Twilight: Breaking Dawn, Part 2 – Movie Review

When it comes to the Twilight series, both the books and the movies have been, umm, less than stellar. The pages that I read way before the first movie was even released told a redundant story that has affected the genre it discussed negatively and the movies took it upon themselves to worsen it even further. The story is so concise that I managed to tell the few thousand pages to a friend in one paragraph. If that’s not a concise summary, I don’t know what is. When it comes to the final Twilight book, any reader of the series can attest that there’s almost nothing that happens in it – or at least in its second half – so the decision to split it into two movies was purely for commercial reasons, which is very obvious.

One thing to say about Breaking Dawn Part 2 though is that, while it is still a weak movie as far as movies go, it’s well above the average for a franchise that has become synonymous with cheap quick money… and it’s also much better than its corresponding half of the last book installment in the Twilight Saga. Much better actually, which goes to show exactly how good the book was.

Bella, now a vampire, is adapting to the changes that her condition imposes. But she has uncanny self-control, enabling her to run away from human blood even on her first hunting trip. The daughter she almost died giving birth to has grown immensely in the two days during which Bella underwent her transformation. And her daughter keeps growing before her… until a vampire sees her and reports her to the Volturi, the council governing all vampires, as an immortal child: children turned vampires, which are also illegal and cause an automatic death sentence on their maker. So the Cullen clan starts preparing for a final showdown against the Volturi, asking for the help of anyone who could listen.

The script of Breaking Dawn Part 2 is mechanic. The acting is robotic. The direction is fill in by numbers. The actors give these looks that try to penetrate into your soul way too many times, eventually ending up becoming just awkward. Kristen Stewart is better as Bella in this movie than she has been in the previous ones. She actually smiles… more than once. Rejoice, maybe? Robert Pattinson still looks and sounds constipated in every single scene he acts. Taylor Lautner is still here only to get the girls in the theatre to scream at the sight of his abs. He shows them once, for the record. But you’re not here for their acting, which is more often than not borderline comical.

The score by Carter Burwell, on the other hand, is pleasant to listen to. The departures the movie takes from the book are also quite shocking. That’s probably the only reason why I left the movie feeling that it wasn’t all too bad. So for readers of the books, prepare to be positively surprised as well as shocked towards the end.

For everyone else, here’s how it breaks down into: if you’ve been able to tolerate the previous movies then you’ll find this one much better. If you couldn’t stand the previous movies but watched them begrudgingly, then this one will still be better. If you have absolutely no idea what Twilight is and wish it to remain this way then lucky you should steer clear.

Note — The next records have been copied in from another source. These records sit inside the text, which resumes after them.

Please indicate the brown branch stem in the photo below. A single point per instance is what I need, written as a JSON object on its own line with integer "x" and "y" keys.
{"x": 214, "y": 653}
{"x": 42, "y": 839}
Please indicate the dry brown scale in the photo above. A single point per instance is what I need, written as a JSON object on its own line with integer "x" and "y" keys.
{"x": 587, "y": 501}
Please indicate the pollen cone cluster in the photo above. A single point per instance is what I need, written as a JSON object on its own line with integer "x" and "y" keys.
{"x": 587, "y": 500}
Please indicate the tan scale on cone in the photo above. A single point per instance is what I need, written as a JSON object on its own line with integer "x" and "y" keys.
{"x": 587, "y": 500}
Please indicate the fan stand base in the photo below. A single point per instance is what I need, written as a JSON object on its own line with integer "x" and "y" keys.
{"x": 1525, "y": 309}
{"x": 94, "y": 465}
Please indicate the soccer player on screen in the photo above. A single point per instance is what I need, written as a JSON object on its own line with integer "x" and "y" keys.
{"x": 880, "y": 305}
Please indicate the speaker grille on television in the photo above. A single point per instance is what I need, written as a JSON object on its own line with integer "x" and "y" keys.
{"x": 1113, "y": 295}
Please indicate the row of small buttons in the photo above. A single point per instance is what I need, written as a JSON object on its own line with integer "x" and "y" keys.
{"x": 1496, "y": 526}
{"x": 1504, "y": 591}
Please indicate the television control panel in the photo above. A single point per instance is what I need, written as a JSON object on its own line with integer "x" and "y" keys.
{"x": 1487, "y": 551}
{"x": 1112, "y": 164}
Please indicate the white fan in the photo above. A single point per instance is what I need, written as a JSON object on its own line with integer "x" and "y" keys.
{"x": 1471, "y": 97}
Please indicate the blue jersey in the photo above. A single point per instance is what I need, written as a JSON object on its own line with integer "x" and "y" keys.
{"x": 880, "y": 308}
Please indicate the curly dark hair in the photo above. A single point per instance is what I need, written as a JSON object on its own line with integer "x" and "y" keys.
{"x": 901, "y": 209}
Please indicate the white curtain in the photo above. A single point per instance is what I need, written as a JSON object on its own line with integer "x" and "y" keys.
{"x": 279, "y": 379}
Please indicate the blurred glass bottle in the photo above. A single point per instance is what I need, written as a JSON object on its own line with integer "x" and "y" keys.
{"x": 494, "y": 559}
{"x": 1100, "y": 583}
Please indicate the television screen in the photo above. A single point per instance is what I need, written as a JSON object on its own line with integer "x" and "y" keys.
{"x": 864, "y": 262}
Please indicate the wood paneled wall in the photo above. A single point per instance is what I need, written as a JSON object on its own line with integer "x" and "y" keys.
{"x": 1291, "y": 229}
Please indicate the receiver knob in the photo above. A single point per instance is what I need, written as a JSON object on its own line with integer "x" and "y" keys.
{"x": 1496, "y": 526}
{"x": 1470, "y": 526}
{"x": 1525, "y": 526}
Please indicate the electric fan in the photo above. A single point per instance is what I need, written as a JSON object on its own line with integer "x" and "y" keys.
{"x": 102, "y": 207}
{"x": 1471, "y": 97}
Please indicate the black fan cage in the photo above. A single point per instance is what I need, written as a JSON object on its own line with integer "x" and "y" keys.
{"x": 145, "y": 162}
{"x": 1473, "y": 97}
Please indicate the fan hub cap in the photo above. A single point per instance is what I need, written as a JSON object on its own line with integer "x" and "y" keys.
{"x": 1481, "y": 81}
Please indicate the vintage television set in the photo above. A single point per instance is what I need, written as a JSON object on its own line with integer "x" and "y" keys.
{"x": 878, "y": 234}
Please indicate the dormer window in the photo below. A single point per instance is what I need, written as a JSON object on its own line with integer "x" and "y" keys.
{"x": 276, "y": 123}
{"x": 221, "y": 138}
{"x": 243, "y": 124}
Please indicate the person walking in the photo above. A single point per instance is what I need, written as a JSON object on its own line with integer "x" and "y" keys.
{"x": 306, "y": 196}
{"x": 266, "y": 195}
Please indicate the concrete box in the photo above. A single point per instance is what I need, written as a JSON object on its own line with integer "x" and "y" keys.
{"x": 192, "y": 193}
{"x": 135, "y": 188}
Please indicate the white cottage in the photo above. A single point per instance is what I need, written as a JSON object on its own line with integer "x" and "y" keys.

As the movie opens worldwide tomorrow, almost everyone will draw a sigh of relief as this part of cinematic history comes to a close. And what a [insert any derogatory adjective you want] chapter it has been. However, for such an underwhelming and depressingly horrible movie series, Breaking Dawn part 2 ends it with a bang – or as good as a bang that could be for the standards that Twilight has set for itself. The series’ die-hard fans (or twihards as they call themselves) will be happy with it.

5.5/10 – just for the absolute shocker finale.